Republican Federal Court Packing Quietly Continues Even As Senate Lies In Recess


There has always been a certain measure of political gamesmanship regarding federal court appointees, with escalating partisanship making the blocking of nominees more and more a possibility each year. However, the Trump administration has selected a new tactic and is quietly (or, in a few high-profile cases, not so quietly) implementing the strategy, according to NPR. Since President Trump took office in 2017, Senate Republicans have sought to speed up the confirmation process of new federal judges, shunning long-observed traditions that ensured some consensus on who would sit upon those federal court benches.

For example, the longstanding tradition of not taking action on a federal judge who did not have the approval of their home state senators has been cast aside. The Senate is no longer waiting for the American Bar Association to complete a professional evaluation of each nominee. Republican Senators are packing multiple nominees into a single hearing, a practice that had previously been largely avoided. Now, for the first time ever, the Senate Judiciary Committee is holding confirmation hearings during a Senate recess.

Republicans are taking advantage of an opportunity provided by the midterm elections to move forward without Democratic oversight. With 26 Democrats and independents who caucus with the Democrats defending their Senate seats this election and out on the campaign trail, Senate Republicans are taking advantage of their absence during the recess.

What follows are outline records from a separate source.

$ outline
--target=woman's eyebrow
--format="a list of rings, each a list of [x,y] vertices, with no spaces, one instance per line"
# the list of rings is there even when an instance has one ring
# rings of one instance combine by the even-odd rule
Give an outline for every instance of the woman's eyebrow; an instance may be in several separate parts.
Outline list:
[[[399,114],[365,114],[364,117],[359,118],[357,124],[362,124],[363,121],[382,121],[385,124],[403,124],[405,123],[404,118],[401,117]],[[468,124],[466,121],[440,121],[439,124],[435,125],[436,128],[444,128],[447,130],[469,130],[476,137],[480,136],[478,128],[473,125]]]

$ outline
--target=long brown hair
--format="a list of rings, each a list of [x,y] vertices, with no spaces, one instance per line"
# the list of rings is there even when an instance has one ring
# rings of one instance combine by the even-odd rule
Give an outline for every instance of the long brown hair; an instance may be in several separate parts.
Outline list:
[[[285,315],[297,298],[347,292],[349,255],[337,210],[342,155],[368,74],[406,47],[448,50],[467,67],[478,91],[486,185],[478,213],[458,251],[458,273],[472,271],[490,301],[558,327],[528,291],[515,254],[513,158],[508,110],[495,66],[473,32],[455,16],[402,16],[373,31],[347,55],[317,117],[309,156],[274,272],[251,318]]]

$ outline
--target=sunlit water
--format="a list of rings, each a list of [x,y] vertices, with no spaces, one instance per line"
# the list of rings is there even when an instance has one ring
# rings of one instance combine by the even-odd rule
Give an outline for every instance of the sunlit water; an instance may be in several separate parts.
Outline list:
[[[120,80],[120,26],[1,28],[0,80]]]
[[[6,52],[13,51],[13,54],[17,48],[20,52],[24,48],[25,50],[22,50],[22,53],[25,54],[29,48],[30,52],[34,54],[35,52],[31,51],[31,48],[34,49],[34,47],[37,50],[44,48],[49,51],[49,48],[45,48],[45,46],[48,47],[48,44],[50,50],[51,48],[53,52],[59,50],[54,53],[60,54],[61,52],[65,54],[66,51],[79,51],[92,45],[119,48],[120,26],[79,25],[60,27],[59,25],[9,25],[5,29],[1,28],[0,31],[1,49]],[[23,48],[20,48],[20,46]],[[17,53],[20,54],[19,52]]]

This week, confirmation hearings for two appeals court nominees were held by just two Republican Senators — Orrin Hatch of Utah, who is retiring, and Mike Crapo of Idaho. The two Senators concluded the confirmation hearing in just 19 minutes.

The strategy has paid off in spades for Republicans over the past two years. The Republican-controlled Senate has now confirmed 29 of President Trump’s nominees to federal appeals courts. By comparison, the Senate only confirmed two of President Obama’s nominees over the final two years of his term. The flood of President Trump’s nominees has resulted in an astonishing one out of every six sitting, active federal court judges is a Trump appointee.

The federal appeals courts decide cases over a broad range of topics and are the gatekeepers for the Supreme Court. The federal appeals courts decide over 27,000 cases per year, compared to only 100 for the Supreme Court.

Vermont Senator Patrick Leahy, who chaired the Senate Judiciary Committee for ten years, warned of the danger of pushing aside longstanding traditions that attempted to achieve at least a limited bipartisan consensus on confirmations. He said the current Republican strategy “is eventually just going to make the federal courts look not independent, but political. And that’s going to hurt everybody.”